Bizler ona giderken, sadece ziyaret maksadıyla gittik. İçimizde “kimlerin ne sorunu var, kim ne niyet etti” bilmiyorduk.
Bıçakçı Dede hal hatır sorduktan sonra sohbete başladı. Öyle güzel konuşuyordu ki; kırdan bayırdan değil, mevzudan mevzuya atlayarak değil… Verdiği nasihatler birbirinden farklı bile olsa, öyle güzel bağlıyordu ki konuyu konuya. O an, aklımda, kalbimde ne varsa, hepsini bildiği zannına kapıldım. Avuçlarım terlemişti.Bir saate yakın kaldık yanında, o küçücük evdeki huzur, sohbetteki manevi dokunuşlar mest etti beni. Kalbi hisseden bu Allah dostunun konuşmalarından etkilenmemek ne mümkün?
Sohbet bitip kalkma vakti geldiğinde bir buruklukla tekrar o pamuk ellerinden öpüp çıktık evden.
Sokağa çıktığımızda yanımdaki arkadaşların sohbetten kendilerine yönelik, birebir aldıkları nasihatleri, uyarıları söylemeleri ve benim de kendi hisseme aldığım öğütler…
Sanki nokta atışı yapmıştı Bıçakçı Dede.
Sonrasında Rabbime o gün o ziyareti bize nasip ettiği için defalarda şükrettim.
Şu fani dünyada ayaklarımızın bizleri doğru yerlere götürmesi duasıyla, Bıçakçı Dede ve eşinin makamı Cennet olsun. Rabbim rahmetiyle muamele etsin inşallah.
Fatma Rana Çerçi Hanımefendi Çankırı'da öğretmen olarak görev yapıyor...
Bıçakçı Dede ile yaptığı görüşmeyi YEDİİKLİM Dergisinde yayınlamış. Bu görüşmeyle ilgili Dünya Bizim web sayfasında yer alan Şakir Kurtulmuş'un "Bıçakçı Dedelere çok ihtiyacımız var!" başlıklı yazısını mutlaka okuyun.

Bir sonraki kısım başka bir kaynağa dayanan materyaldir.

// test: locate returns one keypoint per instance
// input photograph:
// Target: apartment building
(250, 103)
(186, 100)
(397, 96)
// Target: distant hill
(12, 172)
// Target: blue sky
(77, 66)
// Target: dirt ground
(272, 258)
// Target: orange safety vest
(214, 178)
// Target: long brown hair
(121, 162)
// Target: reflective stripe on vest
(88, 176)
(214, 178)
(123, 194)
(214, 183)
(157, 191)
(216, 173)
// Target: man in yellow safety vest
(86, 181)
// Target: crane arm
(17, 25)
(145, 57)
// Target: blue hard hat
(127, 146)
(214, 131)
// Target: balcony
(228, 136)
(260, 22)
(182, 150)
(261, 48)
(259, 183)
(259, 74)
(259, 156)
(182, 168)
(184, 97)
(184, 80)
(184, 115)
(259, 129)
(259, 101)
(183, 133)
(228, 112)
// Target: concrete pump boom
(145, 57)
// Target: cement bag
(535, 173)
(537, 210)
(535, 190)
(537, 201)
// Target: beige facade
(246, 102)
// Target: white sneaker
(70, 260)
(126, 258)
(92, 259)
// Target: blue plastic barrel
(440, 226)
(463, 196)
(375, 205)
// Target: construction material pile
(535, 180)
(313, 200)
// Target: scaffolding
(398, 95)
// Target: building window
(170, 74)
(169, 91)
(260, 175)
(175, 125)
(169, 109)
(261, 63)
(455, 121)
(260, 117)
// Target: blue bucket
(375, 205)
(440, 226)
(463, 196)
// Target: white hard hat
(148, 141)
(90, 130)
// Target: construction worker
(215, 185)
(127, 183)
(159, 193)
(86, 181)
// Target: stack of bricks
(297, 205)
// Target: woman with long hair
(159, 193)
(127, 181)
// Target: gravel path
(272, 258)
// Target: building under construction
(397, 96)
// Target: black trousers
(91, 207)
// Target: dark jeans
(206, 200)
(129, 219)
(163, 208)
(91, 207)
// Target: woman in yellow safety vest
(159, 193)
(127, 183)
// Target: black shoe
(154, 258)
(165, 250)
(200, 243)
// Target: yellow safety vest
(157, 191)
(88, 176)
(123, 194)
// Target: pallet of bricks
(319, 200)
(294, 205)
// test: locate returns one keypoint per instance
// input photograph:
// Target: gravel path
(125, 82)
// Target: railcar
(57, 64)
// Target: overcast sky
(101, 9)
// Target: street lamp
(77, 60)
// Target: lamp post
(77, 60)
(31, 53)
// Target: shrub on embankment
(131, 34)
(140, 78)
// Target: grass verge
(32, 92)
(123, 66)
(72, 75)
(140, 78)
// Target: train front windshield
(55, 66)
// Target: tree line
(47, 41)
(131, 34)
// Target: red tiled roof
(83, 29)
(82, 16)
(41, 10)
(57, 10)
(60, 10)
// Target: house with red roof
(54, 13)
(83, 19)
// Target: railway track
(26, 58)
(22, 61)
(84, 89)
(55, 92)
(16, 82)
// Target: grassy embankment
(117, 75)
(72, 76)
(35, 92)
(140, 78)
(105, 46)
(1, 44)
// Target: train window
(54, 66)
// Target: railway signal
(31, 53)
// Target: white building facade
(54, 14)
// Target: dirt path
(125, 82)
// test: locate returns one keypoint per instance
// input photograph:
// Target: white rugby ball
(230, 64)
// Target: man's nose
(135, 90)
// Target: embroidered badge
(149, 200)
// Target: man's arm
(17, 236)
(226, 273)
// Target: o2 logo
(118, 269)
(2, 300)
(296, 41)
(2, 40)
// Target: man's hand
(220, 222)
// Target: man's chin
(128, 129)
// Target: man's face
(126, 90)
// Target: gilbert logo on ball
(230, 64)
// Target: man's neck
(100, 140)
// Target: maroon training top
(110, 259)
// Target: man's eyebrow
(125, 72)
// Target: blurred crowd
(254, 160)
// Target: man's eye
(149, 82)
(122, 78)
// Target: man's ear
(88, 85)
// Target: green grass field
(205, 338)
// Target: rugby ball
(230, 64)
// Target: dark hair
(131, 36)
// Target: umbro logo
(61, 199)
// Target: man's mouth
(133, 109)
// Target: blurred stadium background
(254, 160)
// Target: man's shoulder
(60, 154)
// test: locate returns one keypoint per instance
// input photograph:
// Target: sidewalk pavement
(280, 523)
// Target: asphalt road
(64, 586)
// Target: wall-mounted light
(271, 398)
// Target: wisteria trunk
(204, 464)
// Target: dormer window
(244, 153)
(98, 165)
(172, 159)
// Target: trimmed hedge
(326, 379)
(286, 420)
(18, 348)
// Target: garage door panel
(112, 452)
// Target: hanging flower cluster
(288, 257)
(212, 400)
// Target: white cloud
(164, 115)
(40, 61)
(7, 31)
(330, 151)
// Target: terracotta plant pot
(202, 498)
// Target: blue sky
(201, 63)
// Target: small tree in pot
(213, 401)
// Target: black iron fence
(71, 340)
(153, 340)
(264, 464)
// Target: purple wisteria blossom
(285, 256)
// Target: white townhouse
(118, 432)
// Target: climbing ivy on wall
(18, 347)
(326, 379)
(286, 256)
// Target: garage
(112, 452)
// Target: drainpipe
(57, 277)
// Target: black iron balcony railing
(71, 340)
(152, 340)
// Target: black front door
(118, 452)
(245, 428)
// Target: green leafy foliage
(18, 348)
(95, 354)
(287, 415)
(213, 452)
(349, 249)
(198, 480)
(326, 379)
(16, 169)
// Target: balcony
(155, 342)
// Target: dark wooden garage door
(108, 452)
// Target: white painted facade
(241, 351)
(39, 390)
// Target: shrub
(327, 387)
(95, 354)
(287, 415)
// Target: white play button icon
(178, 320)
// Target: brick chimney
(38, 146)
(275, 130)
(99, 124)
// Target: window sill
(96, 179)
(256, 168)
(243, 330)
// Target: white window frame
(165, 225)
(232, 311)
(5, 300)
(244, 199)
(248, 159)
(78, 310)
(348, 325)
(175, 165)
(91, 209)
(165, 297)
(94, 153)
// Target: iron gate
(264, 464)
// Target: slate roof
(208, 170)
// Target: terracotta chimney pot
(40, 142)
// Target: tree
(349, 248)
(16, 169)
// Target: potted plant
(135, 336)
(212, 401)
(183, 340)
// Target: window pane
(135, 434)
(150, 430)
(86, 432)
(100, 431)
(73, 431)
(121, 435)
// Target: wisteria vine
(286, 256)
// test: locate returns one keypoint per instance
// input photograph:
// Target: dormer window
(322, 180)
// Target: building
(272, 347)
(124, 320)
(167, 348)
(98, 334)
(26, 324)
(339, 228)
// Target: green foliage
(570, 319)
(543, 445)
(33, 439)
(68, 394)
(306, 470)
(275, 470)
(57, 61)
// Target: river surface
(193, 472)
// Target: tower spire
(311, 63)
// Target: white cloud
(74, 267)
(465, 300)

www.dunyabizim.com/portre/10898/bicakci-dedelere-cok-ihtiyacimiz-var
---------------------------------------------------------------------------------------------------------------------------
(1)HİLMİ BIYIKLI (Şehit Hv. Uçb. Üçvş.) :
01.06.1947 Tarihinde Çankırı’da dünyaya gelen Hilmi Bıyıklı, Ayşe hanımla evli olup, Uğur İlker adlı bir çocuk babasıdır. 1968 Yılında Hava Uçak Bakım Teknik Okulundan mezun olduktan sonra Hava Kuvvetlerinin çeşitli komutanlıklarında görevlendirilmiştir. 30.08.1974 tarihinde Üst çavuşluğa yükselmiştir. 17.01.1977 Tarihinde Hava Ulaştırma Grup Komutanlığında görevli iken, Hv. Alb. Ruşen Salmanlı yönetimindeki C-47 uçağı ile Eskişehir’den Antalya’ya giderken, Isparta/Sütçüler/Çandır Köyü mevkiinde uçağın dağa çarpması neticesinde şehit olmuştur. Kabri Çankırı Sarı Baba'dadır.